Tren peningkatan energi matahari dan bayu secara global ini dilaporkan lembaga kajian terkait iklim dan energi, Ember dalam Global Electricity Review, yang dikeluarkan pekan lalu. Laporan tersebut menganalisis data listrik dari 78 negara yang mewakili 93 persen permintaan listrik global, termasuk Indonesia.
Laporan tersebut memberikan penilaian terbaru pertumbuhan energi terbarukan saat negara-negara berebut untuk memenuhi target emisi guna mengekang perubahan iklim dan mengamankan sumber daya alternatif setelah invasi pengekspor gas Rusia ke Ukraina pada Februari 2022.
Dukungan internasional baru-baru ini, seperti Mekanisme Transisi Energi Bank Pembangunan Asia dan Kemitraan Transisi Energi yang Adil (JETP), telah menyediakan peluang sumber daya yang diperlukan untuk mendorong penerapan energi terbarukan di Indonesia.
Sekalipun pembangkit batubara masih terus tumbuh rata-rata 1,1 persen, pertumbuhan energi bayu dan surya dinilai sangat menjanjikan. Secara total, bahan bakar fosil yang menyebabkan emisi karbon, seperti minyak, gas, dan batubara, masih menyumbang sebesar 36 persen dari total listrik dunia.
”Rekor pertumbuhan energi bayu dan surya mendorong intensitas emisi listrik dunia ke level terendah yang pernah ada pada tahun 2022,” sebut laporan ini.
Energi surya dan bayu telah berkontribusi memenuhi 12 persen kebutuhan energi global pada 2022, naik dari 10 persen pada 2021 dan 5 persen pada 2015. Sementara itu, jika digabung dengan tenaga nuklir, sumbangan energi nonfosil pada listrik dunia mencapai 39 persen.

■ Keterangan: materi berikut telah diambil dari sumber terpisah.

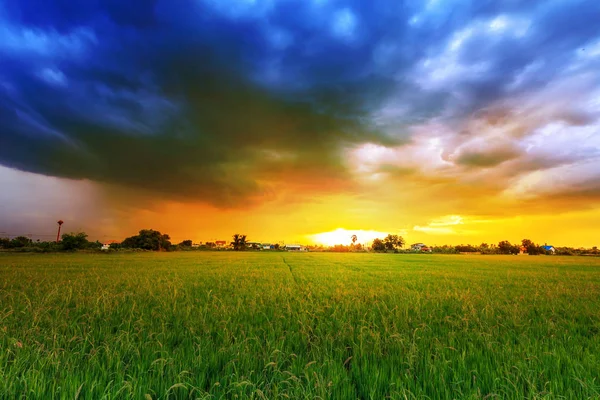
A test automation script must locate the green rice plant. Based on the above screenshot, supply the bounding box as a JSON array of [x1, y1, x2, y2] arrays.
[[0, 252, 599, 399]]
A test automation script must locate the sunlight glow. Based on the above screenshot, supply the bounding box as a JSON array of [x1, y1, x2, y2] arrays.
[[309, 228, 392, 246]]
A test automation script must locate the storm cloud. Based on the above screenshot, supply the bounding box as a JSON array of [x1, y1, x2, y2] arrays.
[[1, 0, 600, 207]]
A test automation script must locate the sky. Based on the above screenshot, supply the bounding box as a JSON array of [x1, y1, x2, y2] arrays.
[[1, 0, 600, 247]]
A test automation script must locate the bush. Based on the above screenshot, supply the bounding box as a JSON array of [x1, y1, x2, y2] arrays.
[[61, 232, 89, 251], [10, 236, 33, 248], [88, 240, 103, 250], [121, 229, 172, 251], [371, 238, 386, 252]]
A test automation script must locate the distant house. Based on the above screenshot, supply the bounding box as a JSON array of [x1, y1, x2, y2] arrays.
[[420, 246, 432, 252], [215, 240, 227, 248], [542, 245, 556, 254], [101, 240, 119, 250], [285, 244, 306, 251], [262, 243, 275, 250], [411, 243, 427, 251], [519, 246, 527, 255]]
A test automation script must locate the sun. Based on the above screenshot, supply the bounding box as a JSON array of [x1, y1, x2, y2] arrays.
[[309, 228, 390, 246]]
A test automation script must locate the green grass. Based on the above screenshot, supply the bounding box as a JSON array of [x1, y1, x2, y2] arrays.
[[1, 252, 600, 399]]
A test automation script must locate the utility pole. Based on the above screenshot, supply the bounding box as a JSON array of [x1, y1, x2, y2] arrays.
[[56, 220, 64, 243]]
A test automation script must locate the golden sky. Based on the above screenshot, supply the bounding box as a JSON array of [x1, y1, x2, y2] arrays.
[[2, 165, 599, 247]]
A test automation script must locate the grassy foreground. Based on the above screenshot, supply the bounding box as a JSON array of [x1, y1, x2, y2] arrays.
[[1, 252, 600, 399]]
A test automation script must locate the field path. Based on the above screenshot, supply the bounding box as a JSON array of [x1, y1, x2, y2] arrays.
[[281, 255, 300, 286]]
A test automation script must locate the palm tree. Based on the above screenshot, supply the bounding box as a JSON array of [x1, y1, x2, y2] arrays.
[[231, 234, 248, 251], [231, 234, 240, 250]]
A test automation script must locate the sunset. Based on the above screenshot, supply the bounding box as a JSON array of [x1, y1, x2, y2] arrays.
[[1, 0, 599, 246], [2, 1, 600, 398]]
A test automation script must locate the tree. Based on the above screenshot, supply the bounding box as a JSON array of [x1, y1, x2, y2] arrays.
[[121, 229, 172, 251], [351, 235, 358, 245], [384, 234, 405, 251], [61, 232, 89, 250], [522, 239, 540, 255], [479, 242, 493, 254], [455, 244, 478, 253], [231, 234, 248, 251], [34, 240, 61, 252], [178, 240, 193, 247], [371, 238, 386, 252], [0, 237, 11, 249], [498, 240, 518, 255], [521, 239, 534, 249], [330, 244, 351, 252], [10, 236, 32, 248], [88, 240, 103, 250]]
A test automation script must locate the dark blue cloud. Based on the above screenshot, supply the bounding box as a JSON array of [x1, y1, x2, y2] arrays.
[[1, 0, 599, 204]]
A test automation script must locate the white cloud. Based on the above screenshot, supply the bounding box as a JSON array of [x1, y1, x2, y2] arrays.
[[37, 67, 67, 87], [428, 215, 464, 226], [414, 215, 462, 234], [413, 225, 456, 234], [413, 215, 489, 235], [415, 57, 490, 91], [348, 135, 453, 178], [412, 14, 531, 91], [488, 14, 530, 37], [506, 60, 545, 91], [0, 25, 96, 58], [504, 158, 600, 199], [332, 8, 358, 40], [202, 0, 275, 19]]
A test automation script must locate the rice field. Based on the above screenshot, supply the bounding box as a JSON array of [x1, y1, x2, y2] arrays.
[[1, 252, 600, 399]]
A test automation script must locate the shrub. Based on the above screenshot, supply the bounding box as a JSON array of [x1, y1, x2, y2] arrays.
[[61, 232, 90, 251]]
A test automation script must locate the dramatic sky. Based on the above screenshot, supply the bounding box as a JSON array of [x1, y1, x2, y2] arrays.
[[1, 0, 600, 246]]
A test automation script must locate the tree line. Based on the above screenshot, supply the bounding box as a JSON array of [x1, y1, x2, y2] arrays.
[[405, 239, 597, 256], [314, 237, 599, 256], [2, 230, 598, 256], [0, 230, 177, 252], [0, 232, 101, 252], [0, 230, 269, 252]]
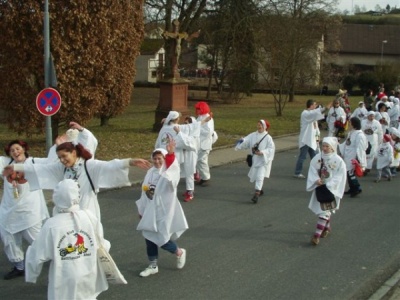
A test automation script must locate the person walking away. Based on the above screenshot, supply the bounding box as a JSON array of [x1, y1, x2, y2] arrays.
[[136, 139, 188, 277], [339, 117, 368, 198], [294, 99, 330, 178], [195, 101, 214, 186], [25, 179, 109, 300], [235, 119, 275, 203], [307, 137, 346, 245]]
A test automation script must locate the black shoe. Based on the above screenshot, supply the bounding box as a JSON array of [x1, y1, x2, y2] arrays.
[[344, 190, 351, 195], [4, 267, 24, 280], [350, 190, 362, 198], [198, 179, 210, 187], [251, 194, 259, 204]]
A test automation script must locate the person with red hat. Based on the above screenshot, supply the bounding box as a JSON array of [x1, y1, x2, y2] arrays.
[[235, 119, 275, 203], [375, 134, 394, 182], [194, 101, 215, 186]]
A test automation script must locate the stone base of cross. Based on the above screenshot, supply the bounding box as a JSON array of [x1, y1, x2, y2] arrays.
[[153, 79, 191, 132]]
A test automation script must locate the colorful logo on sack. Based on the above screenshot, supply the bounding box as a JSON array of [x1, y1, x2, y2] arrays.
[[58, 230, 94, 260], [161, 133, 173, 145]]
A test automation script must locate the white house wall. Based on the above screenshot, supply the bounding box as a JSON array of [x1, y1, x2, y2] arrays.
[[135, 48, 165, 83]]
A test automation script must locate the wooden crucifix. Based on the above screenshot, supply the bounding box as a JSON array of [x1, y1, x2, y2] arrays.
[[162, 19, 200, 79]]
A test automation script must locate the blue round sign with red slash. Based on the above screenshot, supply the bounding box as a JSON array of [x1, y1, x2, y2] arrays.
[[36, 87, 62, 116]]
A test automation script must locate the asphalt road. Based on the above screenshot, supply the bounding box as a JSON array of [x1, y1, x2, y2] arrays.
[[0, 149, 399, 300]]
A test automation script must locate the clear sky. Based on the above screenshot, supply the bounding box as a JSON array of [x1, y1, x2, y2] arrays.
[[337, 0, 400, 12]]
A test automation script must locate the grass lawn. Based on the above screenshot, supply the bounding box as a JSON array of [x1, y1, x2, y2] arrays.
[[0, 87, 364, 161]]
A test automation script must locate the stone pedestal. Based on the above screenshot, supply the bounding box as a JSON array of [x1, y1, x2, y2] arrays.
[[153, 78, 190, 131]]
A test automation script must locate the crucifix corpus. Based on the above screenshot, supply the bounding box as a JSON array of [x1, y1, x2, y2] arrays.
[[162, 19, 200, 79], [153, 20, 200, 132]]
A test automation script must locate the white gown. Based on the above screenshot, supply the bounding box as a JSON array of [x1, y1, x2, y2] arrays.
[[155, 124, 186, 164], [351, 107, 368, 120], [179, 121, 201, 177], [16, 158, 131, 221], [0, 157, 49, 235], [326, 106, 346, 137], [235, 131, 275, 181], [136, 155, 188, 247], [25, 210, 108, 300], [307, 152, 347, 215], [197, 114, 214, 151], [298, 108, 325, 150], [339, 130, 368, 170], [361, 119, 381, 169], [376, 142, 393, 169], [47, 128, 98, 161]]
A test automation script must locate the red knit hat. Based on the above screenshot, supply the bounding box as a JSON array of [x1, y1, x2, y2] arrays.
[[260, 119, 270, 130], [383, 134, 392, 142]]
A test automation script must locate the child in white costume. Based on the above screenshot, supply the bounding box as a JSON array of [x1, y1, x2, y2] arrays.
[[136, 139, 188, 277], [235, 119, 275, 203], [307, 137, 347, 246], [375, 134, 394, 182], [361, 112, 382, 171], [389, 127, 400, 175], [25, 179, 109, 300]]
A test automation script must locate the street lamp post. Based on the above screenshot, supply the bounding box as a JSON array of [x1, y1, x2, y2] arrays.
[[381, 40, 388, 64]]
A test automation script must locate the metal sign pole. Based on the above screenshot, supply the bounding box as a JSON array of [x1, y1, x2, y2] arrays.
[[44, 0, 53, 152]]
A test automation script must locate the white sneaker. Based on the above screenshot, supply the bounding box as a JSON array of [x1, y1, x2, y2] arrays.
[[293, 174, 306, 179], [177, 248, 186, 269], [139, 265, 158, 277]]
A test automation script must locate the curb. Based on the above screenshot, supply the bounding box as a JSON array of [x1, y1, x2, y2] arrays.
[[368, 270, 400, 300]]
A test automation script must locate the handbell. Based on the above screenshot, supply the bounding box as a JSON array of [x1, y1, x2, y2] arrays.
[[13, 187, 19, 199]]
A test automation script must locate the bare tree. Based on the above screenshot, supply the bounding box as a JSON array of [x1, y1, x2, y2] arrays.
[[145, 0, 209, 78], [257, 0, 341, 115], [195, 0, 259, 103]]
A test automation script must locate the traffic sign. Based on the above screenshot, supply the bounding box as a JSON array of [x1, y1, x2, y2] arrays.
[[36, 87, 61, 116]]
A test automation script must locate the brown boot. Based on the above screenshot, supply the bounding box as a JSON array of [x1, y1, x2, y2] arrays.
[[321, 229, 330, 238], [311, 236, 320, 245]]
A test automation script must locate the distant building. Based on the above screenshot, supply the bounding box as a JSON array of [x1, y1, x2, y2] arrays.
[[135, 39, 165, 83], [326, 24, 400, 67]]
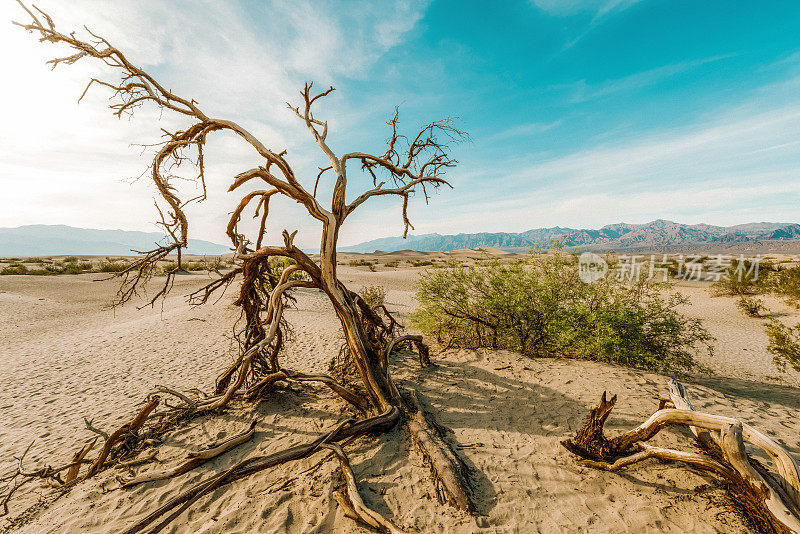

”Laporan ini menampilkan langkah signifikan yang telah dibuat dalam transisi menuju sistem energi berkelanjutan dan dekarbonisasi, dan prospek yang menjanjikan untuk mencapai tonggak kritis emisi puncak dari sektor listrik, mungkin pada tahun mendatang. Energi bayu dan surya tumbuh antara 15 dan 20 persen per tahun secara rata-rata dalam 10 tahun, jadi terlihat akan melebihi peningkatan permintaan listrik tahunan pada akhir tahun 2023,” kata Ember Non-Executive Chair, Barones Bryony Wortington.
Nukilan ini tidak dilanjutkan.